Sorcha understood now that it was that sense of humour and inner strength that had seen the woman through her terrible ordeal those years ago. Now, no longer in fear of disclosure or retribution by Robert’s brother, she was a different person.

‘I would love to,’ Sorcha said, opening the parchment and flattening it on her shrinking lap so she could read the words. But, before reading it aloud, she quickly read bits of it to herself.

‘That is interesting,’ she said after seeing one part of it.

‘Interesting?’ Arabella asked.

‘Elizabeth speaks of a witch who lives on Cameron land north of Achnacarry.’

‘A witch?’ Alan asked, peering over her shoulder.

‘There have been stories of a witch who lives near the falls there.’ Arabella smiled at some memory. ‘Aunt Devorgilla used to tell us about her, but the details always seemed to change. In one story, she was old and wizened and in another she was young and comely.’

‘Us?’ Sorcha asked, looking at Alan who shook his head.

‘My brother Malcolm and I.’ A sadness entered her voice then, but Arabella shook free of it. ‘He was my twin.’ She brushed a tear away quickly, but Sorcha noticed it and realised of whom she spoke. ‘He used to claim he would find that witch and chase her from our lands. It was a challenge made to all the young men in Achnacarry—find the witch and be a hero. He was determined to be the one.’

‘And did he? Find her?’

‘’Twas just a story, Sorcha. There was no witch.’

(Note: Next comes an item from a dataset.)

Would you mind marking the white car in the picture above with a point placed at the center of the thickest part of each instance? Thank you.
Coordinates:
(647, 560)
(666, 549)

Sorcha began reading the letter then and Arabella smiled when she reached the part that mentioned the rumours of a witch, shaking her head again at the fanciful idea.

But at that very moment, near Caig Falls on the lands of the Camerons, a woman looked out of her small cottage hidden deep in the woods. She whispered words that rhymed as another Cameron warrior climbed the rocky sides of the falls seeking her. When he slipped, his grasp on the wet stones not strong enough to hold him, and when he fell down into the deep pool that gathered below, she smiled.

That should scare him off for a while.

So, for a time, she would be safe from discovery and her secrets would remain hidden there with her.